Other algorithms for predicting properties have been developed. Both neural network and genetic algorithm-based programs are available. Some arguments can be made for the use of each. However, none has yet seen widespread use. This may be partially due to the greater difficulty in interpreting the chemical information that can be gained in addition to numerical predictions. Neural
networks are generally known to provide a good interpolation of data, but rather poor extrapolation.
30.2 QSAR
QSAR is also called traditional QSAR or Hansch QSAR to distinguish it from the 3D QSAR method described below. This is the application of the technique described above to biological activities, such as environmental toxicology or drug activity. The discussion above is applicable but a number of other caveats apply; which are addressed in this section. The following discussion is oriented toward drug design, although the same points may be applicable to other areas of research as well.

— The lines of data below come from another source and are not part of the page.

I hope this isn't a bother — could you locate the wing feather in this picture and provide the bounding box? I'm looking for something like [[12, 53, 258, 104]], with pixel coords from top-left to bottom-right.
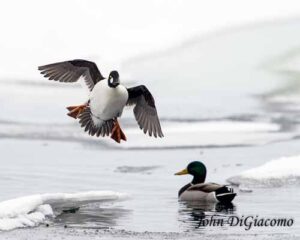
[[38, 59, 105, 91], [127, 85, 163, 138]]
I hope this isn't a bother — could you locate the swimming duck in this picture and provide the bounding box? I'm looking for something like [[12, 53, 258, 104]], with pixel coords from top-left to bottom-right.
[[38, 59, 163, 143], [175, 161, 236, 203]]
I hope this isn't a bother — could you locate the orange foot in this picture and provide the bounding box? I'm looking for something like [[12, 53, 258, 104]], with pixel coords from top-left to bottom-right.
[[111, 119, 127, 143], [66, 104, 88, 119]]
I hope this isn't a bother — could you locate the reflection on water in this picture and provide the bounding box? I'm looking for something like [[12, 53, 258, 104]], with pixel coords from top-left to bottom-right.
[[178, 200, 236, 230], [53, 202, 131, 229]]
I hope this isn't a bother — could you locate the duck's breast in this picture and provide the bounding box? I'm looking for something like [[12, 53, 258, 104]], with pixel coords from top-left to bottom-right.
[[89, 81, 128, 120]]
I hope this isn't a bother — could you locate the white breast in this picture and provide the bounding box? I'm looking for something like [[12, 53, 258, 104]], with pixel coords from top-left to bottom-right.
[[89, 81, 129, 121]]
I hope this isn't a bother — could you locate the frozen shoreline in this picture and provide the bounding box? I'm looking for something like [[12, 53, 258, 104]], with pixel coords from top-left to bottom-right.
[[1, 227, 298, 240]]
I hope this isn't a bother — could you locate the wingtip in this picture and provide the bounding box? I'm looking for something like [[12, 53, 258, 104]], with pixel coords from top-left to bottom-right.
[[37, 66, 47, 74], [37, 65, 44, 71]]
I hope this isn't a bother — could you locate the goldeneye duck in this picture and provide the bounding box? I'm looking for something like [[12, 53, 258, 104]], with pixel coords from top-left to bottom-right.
[[38, 59, 164, 143], [175, 161, 236, 203]]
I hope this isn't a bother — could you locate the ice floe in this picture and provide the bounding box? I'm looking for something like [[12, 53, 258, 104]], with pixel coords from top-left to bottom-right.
[[113, 121, 294, 149], [0, 191, 127, 231], [0, 120, 291, 149], [227, 155, 300, 187]]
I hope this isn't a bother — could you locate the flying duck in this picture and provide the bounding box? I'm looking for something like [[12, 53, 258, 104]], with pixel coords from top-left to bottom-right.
[[38, 59, 164, 143], [175, 161, 236, 203]]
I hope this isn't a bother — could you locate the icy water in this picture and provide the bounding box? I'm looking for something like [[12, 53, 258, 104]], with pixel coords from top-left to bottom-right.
[[1, 20, 300, 239], [0, 140, 299, 239]]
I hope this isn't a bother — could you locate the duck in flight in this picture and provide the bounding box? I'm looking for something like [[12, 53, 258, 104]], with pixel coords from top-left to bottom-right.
[[38, 59, 164, 143]]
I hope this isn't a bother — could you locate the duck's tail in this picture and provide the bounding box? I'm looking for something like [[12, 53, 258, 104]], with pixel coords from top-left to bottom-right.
[[215, 186, 236, 203]]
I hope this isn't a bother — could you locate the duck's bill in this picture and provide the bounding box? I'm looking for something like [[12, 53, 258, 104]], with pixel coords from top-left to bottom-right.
[[174, 168, 188, 175]]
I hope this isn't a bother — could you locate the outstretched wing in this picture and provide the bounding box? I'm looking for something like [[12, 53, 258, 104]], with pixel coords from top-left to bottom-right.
[[127, 85, 163, 138], [38, 59, 105, 91]]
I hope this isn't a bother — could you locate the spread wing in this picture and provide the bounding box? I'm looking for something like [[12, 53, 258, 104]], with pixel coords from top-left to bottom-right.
[[127, 85, 163, 138], [38, 59, 105, 91]]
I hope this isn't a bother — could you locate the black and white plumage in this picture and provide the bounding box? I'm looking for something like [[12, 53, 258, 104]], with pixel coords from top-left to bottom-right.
[[38, 59, 164, 142]]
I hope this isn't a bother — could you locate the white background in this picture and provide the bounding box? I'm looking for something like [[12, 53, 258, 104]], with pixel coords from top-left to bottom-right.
[[0, 0, 300, 78]]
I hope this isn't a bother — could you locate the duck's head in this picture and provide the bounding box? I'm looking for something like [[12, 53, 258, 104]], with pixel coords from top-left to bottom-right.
[[175, 161, 207, 184], [108, 70, 120, 88]]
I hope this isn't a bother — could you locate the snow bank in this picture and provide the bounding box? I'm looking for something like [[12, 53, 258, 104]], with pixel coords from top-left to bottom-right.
[[0, 191, 127, 231], [227, 155, 300, 187]]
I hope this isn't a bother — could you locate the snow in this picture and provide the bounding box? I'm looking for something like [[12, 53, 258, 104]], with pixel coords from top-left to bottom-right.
[[227, 155, 300, 187], [0, 205, 52, 231], [0, 191, 128, 231]]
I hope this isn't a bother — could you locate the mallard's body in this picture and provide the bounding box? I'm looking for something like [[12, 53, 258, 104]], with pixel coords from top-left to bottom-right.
[[175, 162, 236, 203], [178, 182, 236, 203]]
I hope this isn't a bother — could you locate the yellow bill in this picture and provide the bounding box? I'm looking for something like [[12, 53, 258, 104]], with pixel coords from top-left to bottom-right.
[[174, 168, 188, 175]]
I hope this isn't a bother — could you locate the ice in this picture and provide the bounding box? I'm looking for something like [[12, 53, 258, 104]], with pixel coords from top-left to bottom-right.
[[227, 155, 300, 187], [0, 119, 292, 149], [113, 121, 293, 149], [0, 191, 127, 231]]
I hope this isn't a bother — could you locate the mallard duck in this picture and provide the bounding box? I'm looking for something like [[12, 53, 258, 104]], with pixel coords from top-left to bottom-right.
[[38, 59, 164, 143], [175, 161, 236, 203]]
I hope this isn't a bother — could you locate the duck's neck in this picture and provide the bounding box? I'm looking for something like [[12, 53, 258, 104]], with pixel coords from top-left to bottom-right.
[[191, 175, 206, 184]]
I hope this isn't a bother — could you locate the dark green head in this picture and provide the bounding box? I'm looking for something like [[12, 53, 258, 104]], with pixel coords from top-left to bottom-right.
[[175, 161, 207, 184]]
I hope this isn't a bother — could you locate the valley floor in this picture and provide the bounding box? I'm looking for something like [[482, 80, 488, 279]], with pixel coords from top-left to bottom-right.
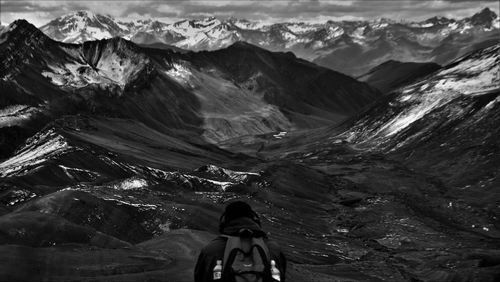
[[1, 125, 498, 281]]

In order to parameterize a QSAR equation, a quantified activity for a set of compounds must be known. These are called lead compounds, at least in the pharmaceutical industry. Typically, test results are available for only a small number of compounds. Because of this, it can be difficult to choose a number of descriptors that will give useful results without fitting to anomalies in the test set. Three to five lead compounds per descriptor in the QSAR equation are normally considered an adequate number. If two descriptors are nearly col-linear with one another, then one should be omitted even though it may have a large correlation coefficient.
In the case of drug design, it may be desirable to use parabolic functions in place of linear functions. The descriptor for an ideal drug candidate often has an optimum value. Drug activity will decrease when the value is either larger or smaller than optimum. This functional form is described by a parabola, not a linear relationship.
The advantage of using QSAR over other modeling techniques is that it takes into account the full complexity of the biological system without requiring any information about the binding site. The disadvantage is that the method will not distinguish between the contribution of binding and transport properties in determining drug activity. QSAR is very useful for determining general criteria for activity, but it does not readily yield detailed structural predictions.
30.3 3D QSAR
For drug design purposes, it is desirable to construct a method that will predict the molecular structures of candidate compounds without requiring knowledge of the binding-site geometry. 3D QSAR has been fairly successful in fulfilling these criteria. It is similar to QSAR in that property descriptors, statistical analysis, and fitting techniques are used. Beyond that, the two computations are significantly different.
Like QSAR, molecular structures must be available for compounds that
have known quantitatively defined activities. The first step is then to align the molecular structures. This alignment is based on the fact that all have a drug activity due to docking at a particular site. Alignment algorithms rotate and translate a molecule within the Cartesian coordinate space until it matches the location and rotation of another molecule as well as possible. This can be as simple as aligning the backbones of similar molecules or as complex as a sophisticated search and optimization scheme. For conformationally flexible compounds, both alignment and conformation must be addressed. Typically, the most rigid molecule in the set is the one to which the others are aligned. There are automated routines for finding the conformer of best alignment, or this can be done manually.
Once the molecules are aligned, a molecular field is computed on a grid of points in space around the molecule. This field must provide a description of how each molecule will tend to bind in the active site. Field descriptors typically consist of a sum of one or more spatial properties, such as steric factors, van der Waals parameters, or the electrostatic potential. The choice of grid points will also affect the quality of the final results.